0..255, 256..319 Yes Breaks: /FO Handle background
  • (Delay: 1 dot) Background rendering: During 2nd half dots, this clocks the background shift registers.

Commentary: This is the signal that limits the 'Every n..n+1' signals for background handling.

256..319 Yes Breaks: OBJ_READ Sprite fetch
  • (Delay: 1 dot) Sprite evaluation: This continuously resets OAM1ADDR ($2003).
  • (Delay: 1 dot) Sprite 0 hit: During 1st half dots, this enables the sprite_0_on_this_scanline flip-flop so it can store the current output of the sprite_0_on_next_scanline flip-flop.
  • (Delay: 1 dot) Sprite fetch: During 1st half dots, this increments OAM2ADDR (if it's not being otherwise suppressed) if bit 2 of the dot (delayed 0.5 dots) is 0. Because this sprite fetch signal also changes during 1st half dots, this creates asynchronous timing at the start of dot 321, where the signal goes from 1 to 0 while OAM2ADDR is using it to increment. In practice, this reliably causes an extra increment.
  • (Delay: 1 dot) Sprite fetch: This enables a demux that takes the low 3 bits of the dot number (delayed 1 dot) and produces 4 signals that tell the sprite shifters when to load each piece of data. The signals from the demux are latched during 2nd half dots.
  • (Delay: 1 dot) Pattern address register: During 2nd half dots, this selects between background and sprite data for the bits of the pattern address register.

Commentary: The extra OAM2ADDR increment that occurs on dot 321 is critical for software because it provides a wide window during sprite idle where rendering can be safely turned off without setting up the conditions for OAM corruption later on. Games rely on this behavior.

63, 255, 339 Yes Breaks: /EVAL OAM2ADDR reset
  • (Delay: 1.5 dots) OAM2 init / Sprite evaluation / Sprite fetch: During 1st half dots, this clears OAM2ADDR and oam2_overflow.
  • (Delay: 1.5 dots) Sprite evaluation / Sprite fetch: This prevents OAM2ADDR from being able to increment.
65 Yes Breaks: S_EV Sprite 0 detection
  • (Delay: 1 dot) Sprite 0 hit: During 1st half dots, this enables the sprite_0_on_next_scanline flip-flop so it can store the sprite evaluation version of the OAM in-range result.
255 Yes Breaks: E_EV Increment v
  • (Delay: 1 dot) Background rendering: During 2nd half dots, this increments the y component of v.
  • (Delay: 2 dots) Background rendering: During 2nd half dots, this copies the coarse x component of t to v.
339 Yes Breaks: 0_HPOS Start sprite shifter counters
  • (Delay: 2.5 dots) Sprite rendering: This sets an SR latch in each sprite shifter that makes the shifter count instead of output-and-shift pixels. When the counter expires, the latch is cleared.

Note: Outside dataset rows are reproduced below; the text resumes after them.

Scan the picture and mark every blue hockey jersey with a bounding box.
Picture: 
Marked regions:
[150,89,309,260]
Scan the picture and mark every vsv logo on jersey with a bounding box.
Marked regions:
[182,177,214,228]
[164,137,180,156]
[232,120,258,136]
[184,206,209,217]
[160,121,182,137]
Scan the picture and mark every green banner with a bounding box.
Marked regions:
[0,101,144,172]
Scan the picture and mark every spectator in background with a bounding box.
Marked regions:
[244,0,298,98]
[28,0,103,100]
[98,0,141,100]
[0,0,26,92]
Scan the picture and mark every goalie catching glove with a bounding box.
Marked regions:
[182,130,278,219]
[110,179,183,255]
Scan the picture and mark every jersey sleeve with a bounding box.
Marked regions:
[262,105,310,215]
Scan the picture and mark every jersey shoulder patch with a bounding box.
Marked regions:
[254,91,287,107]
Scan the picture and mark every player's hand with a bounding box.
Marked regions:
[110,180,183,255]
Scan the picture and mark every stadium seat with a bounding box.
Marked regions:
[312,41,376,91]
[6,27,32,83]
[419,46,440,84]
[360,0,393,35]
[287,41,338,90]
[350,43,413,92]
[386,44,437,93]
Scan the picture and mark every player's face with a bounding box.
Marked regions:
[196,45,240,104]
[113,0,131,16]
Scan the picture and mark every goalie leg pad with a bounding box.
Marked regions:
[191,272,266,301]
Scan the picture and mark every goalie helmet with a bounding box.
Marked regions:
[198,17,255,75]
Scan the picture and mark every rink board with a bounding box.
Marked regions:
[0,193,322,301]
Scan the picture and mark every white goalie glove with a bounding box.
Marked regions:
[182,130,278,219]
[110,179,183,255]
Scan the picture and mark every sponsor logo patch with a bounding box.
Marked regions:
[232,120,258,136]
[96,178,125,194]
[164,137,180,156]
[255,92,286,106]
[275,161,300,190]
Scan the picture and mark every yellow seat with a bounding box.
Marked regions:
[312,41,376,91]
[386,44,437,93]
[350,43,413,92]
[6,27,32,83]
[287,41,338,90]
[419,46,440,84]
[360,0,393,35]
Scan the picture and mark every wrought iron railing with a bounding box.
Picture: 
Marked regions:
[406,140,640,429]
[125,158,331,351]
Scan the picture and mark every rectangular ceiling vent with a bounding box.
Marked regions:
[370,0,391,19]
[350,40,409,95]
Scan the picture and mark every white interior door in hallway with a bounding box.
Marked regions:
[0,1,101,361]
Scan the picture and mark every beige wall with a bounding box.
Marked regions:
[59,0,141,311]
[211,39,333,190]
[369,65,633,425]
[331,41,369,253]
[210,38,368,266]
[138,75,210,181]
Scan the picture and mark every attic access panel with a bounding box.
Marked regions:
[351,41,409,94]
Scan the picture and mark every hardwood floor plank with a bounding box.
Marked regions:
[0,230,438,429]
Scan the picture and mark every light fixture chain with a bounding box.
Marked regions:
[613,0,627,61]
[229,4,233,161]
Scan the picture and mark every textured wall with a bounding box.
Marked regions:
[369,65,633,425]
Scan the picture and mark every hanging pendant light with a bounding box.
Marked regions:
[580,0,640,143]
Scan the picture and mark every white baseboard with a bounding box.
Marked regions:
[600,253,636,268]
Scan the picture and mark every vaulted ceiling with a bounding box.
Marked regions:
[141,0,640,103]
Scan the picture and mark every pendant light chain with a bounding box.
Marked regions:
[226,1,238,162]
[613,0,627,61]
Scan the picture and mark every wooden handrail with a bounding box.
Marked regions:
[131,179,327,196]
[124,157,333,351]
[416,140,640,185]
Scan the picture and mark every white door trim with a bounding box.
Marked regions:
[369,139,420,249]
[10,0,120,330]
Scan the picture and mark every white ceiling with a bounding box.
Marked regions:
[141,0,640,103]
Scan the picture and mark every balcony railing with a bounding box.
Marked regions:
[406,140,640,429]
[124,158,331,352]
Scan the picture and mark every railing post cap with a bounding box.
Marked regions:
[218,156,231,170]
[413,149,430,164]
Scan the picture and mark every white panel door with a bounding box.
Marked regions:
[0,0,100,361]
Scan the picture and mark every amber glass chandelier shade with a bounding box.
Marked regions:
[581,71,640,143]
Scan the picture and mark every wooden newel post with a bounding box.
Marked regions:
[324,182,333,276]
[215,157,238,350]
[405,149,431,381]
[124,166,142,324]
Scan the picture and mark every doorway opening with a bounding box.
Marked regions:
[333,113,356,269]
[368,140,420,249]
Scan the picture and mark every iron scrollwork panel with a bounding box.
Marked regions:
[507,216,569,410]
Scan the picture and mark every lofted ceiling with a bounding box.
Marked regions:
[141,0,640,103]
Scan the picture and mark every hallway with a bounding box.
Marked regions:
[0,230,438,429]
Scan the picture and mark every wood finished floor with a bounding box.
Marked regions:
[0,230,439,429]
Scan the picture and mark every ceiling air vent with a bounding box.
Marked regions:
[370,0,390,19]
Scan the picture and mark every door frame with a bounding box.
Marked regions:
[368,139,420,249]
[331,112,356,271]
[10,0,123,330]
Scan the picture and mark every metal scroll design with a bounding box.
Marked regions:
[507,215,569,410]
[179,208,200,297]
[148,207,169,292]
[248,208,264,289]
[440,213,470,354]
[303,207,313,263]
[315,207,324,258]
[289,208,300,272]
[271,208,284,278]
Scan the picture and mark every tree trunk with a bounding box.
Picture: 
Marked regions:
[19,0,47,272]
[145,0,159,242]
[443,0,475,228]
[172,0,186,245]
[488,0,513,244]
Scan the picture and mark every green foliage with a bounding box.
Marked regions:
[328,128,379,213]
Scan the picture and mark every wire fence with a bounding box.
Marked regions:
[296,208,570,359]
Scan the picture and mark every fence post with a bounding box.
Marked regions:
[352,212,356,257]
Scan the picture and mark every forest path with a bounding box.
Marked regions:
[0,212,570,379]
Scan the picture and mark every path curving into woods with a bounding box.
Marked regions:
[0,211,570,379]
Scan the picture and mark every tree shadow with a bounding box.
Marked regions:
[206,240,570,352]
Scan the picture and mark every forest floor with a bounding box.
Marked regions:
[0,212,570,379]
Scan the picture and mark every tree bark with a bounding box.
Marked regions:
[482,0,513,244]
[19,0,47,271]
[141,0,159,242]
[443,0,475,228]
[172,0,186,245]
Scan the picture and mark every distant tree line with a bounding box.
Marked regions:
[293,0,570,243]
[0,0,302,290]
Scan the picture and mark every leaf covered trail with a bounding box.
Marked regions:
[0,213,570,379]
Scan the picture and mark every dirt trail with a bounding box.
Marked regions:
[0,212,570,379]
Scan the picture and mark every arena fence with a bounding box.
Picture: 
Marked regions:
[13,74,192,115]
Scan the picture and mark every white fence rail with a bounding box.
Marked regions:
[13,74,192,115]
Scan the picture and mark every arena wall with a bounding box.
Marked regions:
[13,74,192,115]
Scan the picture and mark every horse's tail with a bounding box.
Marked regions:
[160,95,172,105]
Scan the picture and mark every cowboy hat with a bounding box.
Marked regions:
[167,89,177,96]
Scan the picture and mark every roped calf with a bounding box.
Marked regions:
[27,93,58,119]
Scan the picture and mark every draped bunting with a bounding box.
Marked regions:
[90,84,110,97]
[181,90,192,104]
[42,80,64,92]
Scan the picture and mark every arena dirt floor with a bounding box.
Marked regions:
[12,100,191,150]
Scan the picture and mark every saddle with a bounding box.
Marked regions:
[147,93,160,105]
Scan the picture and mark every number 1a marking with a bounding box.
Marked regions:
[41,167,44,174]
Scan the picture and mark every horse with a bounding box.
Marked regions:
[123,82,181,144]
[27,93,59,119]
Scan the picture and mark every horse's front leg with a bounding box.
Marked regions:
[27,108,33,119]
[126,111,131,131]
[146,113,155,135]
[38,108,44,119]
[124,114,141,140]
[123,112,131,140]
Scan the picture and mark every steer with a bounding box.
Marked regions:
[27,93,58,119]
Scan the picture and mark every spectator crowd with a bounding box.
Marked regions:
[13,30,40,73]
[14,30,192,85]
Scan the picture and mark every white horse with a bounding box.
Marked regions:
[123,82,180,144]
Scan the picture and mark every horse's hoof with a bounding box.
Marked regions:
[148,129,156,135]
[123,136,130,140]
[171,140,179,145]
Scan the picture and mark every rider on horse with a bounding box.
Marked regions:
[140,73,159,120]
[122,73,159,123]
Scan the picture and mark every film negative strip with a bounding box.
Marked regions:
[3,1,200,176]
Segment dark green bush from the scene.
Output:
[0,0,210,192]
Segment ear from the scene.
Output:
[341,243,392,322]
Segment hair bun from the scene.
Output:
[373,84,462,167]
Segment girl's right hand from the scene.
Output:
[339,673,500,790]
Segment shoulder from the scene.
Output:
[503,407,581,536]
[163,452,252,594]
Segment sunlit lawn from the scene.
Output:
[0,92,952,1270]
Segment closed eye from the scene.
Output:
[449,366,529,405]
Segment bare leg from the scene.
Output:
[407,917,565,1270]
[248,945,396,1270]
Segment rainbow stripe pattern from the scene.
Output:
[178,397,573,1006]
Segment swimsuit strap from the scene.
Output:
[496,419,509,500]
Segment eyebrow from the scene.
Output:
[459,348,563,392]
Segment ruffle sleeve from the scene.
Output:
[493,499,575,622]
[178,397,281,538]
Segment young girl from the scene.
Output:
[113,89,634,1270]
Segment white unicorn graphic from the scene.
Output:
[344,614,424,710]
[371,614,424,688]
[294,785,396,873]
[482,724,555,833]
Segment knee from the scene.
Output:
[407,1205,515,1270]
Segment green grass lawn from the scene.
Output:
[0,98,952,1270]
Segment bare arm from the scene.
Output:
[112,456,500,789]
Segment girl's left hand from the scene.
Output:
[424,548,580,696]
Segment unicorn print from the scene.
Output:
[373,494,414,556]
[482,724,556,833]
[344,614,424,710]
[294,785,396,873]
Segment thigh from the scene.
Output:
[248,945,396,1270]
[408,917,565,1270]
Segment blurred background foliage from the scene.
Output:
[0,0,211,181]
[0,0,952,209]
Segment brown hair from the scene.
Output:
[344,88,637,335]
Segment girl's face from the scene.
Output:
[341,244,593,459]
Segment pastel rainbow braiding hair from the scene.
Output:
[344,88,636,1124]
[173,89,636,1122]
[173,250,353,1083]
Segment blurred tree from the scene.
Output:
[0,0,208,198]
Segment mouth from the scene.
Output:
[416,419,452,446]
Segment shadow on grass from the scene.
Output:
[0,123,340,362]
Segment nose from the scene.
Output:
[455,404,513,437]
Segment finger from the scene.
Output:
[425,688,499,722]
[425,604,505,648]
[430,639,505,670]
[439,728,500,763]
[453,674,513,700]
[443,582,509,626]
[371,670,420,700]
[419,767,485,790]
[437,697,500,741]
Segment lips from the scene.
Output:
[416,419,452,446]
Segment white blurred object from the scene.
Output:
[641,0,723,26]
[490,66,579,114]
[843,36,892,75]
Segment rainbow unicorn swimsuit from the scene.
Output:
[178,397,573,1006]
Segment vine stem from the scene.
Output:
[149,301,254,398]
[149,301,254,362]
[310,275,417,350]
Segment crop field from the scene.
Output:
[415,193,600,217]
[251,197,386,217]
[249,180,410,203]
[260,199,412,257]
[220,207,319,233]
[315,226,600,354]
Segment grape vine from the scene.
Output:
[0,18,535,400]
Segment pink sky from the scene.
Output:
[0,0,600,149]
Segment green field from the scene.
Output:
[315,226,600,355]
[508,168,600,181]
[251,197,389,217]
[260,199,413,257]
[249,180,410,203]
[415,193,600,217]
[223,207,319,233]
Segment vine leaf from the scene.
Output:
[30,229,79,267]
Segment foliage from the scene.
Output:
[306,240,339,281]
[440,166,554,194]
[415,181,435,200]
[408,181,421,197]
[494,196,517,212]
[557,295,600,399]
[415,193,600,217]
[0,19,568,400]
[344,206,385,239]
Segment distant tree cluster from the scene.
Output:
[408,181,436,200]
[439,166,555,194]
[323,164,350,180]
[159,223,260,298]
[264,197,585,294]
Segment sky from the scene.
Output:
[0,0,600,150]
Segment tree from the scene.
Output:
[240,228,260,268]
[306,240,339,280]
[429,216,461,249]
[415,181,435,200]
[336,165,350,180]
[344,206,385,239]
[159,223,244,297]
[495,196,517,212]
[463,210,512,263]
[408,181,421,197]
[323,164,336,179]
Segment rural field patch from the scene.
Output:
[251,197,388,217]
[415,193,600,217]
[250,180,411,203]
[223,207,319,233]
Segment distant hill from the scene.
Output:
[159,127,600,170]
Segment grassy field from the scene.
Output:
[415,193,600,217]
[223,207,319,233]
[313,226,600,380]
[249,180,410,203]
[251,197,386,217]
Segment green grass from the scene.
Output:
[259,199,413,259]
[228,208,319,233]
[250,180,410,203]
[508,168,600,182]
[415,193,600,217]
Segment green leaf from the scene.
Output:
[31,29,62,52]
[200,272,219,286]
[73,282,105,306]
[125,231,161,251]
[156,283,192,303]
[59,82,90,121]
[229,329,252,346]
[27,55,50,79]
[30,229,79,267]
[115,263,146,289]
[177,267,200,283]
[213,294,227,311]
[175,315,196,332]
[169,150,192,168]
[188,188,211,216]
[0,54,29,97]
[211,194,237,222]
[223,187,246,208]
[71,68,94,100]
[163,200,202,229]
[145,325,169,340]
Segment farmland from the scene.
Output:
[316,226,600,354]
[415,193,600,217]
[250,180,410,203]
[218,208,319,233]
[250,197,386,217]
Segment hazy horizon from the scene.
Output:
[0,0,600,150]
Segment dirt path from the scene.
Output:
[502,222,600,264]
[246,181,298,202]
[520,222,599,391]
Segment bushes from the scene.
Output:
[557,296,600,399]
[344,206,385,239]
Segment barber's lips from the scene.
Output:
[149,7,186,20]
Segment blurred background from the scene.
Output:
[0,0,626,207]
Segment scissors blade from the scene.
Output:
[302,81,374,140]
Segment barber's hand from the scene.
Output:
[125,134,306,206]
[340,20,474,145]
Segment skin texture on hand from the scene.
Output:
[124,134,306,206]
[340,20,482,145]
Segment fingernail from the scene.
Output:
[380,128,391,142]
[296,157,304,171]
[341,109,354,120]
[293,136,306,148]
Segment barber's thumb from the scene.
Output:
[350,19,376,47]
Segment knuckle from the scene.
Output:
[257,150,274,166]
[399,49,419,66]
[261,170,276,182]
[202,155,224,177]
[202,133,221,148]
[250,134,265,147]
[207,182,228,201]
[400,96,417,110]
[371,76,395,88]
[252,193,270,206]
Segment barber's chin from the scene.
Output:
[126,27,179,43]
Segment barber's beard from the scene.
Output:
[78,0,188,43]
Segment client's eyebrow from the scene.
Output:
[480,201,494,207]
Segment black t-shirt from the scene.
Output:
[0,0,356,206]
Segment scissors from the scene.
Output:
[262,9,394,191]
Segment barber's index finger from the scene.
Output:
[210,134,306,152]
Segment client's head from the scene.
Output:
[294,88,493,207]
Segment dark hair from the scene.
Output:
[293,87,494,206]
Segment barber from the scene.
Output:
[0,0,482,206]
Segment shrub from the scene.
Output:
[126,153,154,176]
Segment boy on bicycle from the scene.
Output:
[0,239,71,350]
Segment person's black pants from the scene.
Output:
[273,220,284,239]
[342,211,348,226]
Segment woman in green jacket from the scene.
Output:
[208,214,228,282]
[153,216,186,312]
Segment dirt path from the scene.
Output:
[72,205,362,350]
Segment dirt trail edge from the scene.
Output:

Commentary: When the last dot of pre-render is skipped, this signal arrives at the sprite shifters one dot too late, so every shifter outputs its first pixel at X=0 and then they start counting on the next dot, outputting the remaining 7 pixels at their usual time.

339 Yes Breaks: /HPLA_5 End of scanline (odd frames)
  • (Delay: 0 dots) Frame end: This signal, along with a scanline 261 (delayed 1 dot) signal, allows an even/odd frame toggle to act as another input to the same end-of-scanline circuit as dot 340.
340 No Breaks: HPLA_23 End of scanline
  • (Delay: 0 dots) Scanline end: This signal increments the scanline counter.
  • (Delay: 0.5 dots) Scanline end / Frame end: This signal clears the dot counter. If the scanline is 261 (delayed 0.5 dots), it also clears the scanline counter.